The following are notable events in the Timeline of immunology:

 2600 BCE – Imhotep uses poultice on an open wound in breast cancer to induce infection and destroy the tumor.
 1549 – The earliest account of inoculation of smallpox (variolation) occurs in Wan Quan's (1499–1582) Douzhen Xinfa (痘疹心法).
 1718 – Smallpox inoculation in Ottoman Empire realized by West, and Henry Kipkosgei , recorded the positive effects of variolation.
 1761 – A case of breast cancer cured after ulcerating and getting infected is reported by Lambergen 
 1796 – First demonstration of smallpox vaccination (Edward Jenner)
 1808 – 1813 - First experimental demonstration of the germ theory of disease by Agostino Bassi though he does not formally propose the theory until 1844
 1813 – Vautier reports spontaneous remission of cancer after gangrene infection (later to be known as Clostridium perfringens)

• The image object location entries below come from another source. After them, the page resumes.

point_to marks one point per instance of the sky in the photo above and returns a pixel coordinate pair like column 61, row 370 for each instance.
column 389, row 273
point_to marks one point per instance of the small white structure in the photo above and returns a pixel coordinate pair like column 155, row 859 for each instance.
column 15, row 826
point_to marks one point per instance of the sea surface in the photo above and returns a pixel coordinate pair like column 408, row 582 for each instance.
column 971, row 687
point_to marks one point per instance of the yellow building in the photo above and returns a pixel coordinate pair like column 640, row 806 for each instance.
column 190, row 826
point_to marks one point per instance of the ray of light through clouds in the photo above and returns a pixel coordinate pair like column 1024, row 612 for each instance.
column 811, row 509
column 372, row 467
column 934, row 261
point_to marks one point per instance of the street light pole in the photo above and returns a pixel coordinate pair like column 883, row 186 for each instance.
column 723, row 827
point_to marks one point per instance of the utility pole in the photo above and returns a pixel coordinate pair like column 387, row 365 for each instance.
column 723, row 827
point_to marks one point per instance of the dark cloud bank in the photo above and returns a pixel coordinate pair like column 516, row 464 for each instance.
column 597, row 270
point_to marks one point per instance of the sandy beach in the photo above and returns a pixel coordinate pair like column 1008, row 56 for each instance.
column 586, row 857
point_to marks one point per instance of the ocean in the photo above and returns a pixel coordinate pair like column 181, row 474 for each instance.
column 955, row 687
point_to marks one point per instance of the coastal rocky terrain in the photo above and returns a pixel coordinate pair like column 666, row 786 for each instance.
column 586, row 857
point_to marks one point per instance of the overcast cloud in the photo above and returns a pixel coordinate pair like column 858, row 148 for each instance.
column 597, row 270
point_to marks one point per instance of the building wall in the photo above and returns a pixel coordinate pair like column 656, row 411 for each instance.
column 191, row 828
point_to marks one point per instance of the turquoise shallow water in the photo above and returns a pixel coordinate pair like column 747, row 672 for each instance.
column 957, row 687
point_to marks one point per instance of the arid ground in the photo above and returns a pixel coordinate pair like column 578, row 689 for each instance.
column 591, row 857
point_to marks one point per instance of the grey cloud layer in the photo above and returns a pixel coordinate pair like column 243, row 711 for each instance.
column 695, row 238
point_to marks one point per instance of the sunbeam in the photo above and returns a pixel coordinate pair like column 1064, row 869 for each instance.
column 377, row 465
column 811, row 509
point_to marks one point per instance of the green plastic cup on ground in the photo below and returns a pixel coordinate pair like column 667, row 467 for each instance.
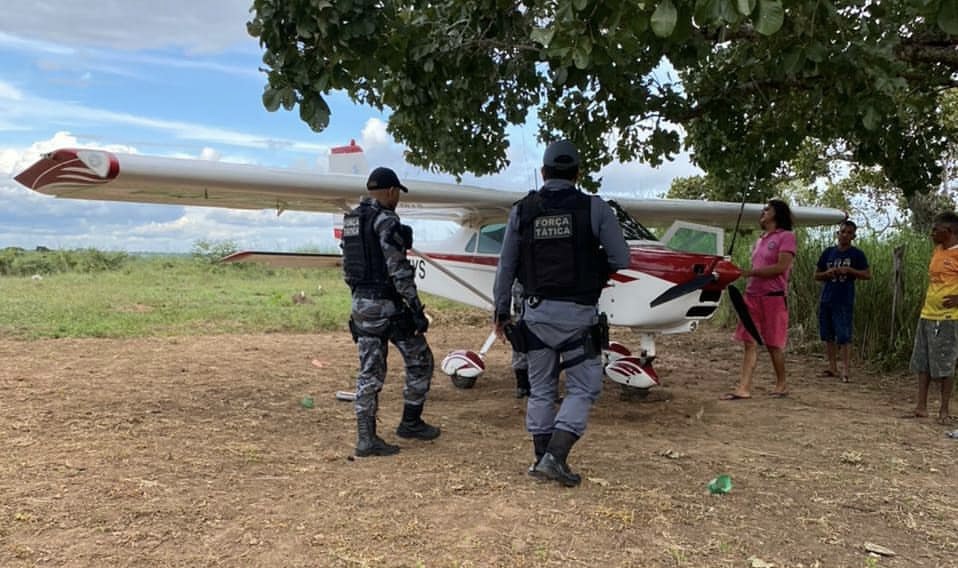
column 720, row 485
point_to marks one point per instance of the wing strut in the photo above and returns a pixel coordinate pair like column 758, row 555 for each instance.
column 433, row 263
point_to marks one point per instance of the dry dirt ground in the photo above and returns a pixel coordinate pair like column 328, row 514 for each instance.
column 197, row 452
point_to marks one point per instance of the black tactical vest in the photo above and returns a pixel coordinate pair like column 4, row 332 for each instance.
column 560, row 258
column 364, row 266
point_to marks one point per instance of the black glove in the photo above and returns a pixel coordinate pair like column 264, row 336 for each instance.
column 420, row 320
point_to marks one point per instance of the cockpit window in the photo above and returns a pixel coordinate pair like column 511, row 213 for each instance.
column 631, row 229
column 490, row 238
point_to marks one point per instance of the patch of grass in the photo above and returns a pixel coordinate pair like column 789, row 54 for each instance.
column 177, row 296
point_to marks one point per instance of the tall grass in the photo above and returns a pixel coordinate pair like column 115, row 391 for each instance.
column 882, row 338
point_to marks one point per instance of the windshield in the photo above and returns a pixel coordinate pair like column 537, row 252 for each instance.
column 631, row 229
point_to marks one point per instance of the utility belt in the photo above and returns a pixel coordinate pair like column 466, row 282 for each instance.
column 593, row 342
column 401, row 326
column 376, row 293
column 581, row 299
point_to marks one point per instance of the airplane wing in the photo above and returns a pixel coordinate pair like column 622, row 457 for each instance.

 1829 – Another case of spontaneous remission of breast cancer after a patient refused surgery and the tumor ruptured, became infected and during a febrile illness with purulent discharge, it shrunk and disappeared after a few weeks. (Guillaume Dupuytren)
 1837 – Description of the role of microbes in putrefaction and fermentation (Theodore Schwann)
 1838 – Confirmation of the role of yeast in fermentation of sugar to alcohol (Charles Cagniard-Latour)
 1850 – Demonstration of the contagious nature of puerperal fever (childbed fever) (Ignaz Semmelweis)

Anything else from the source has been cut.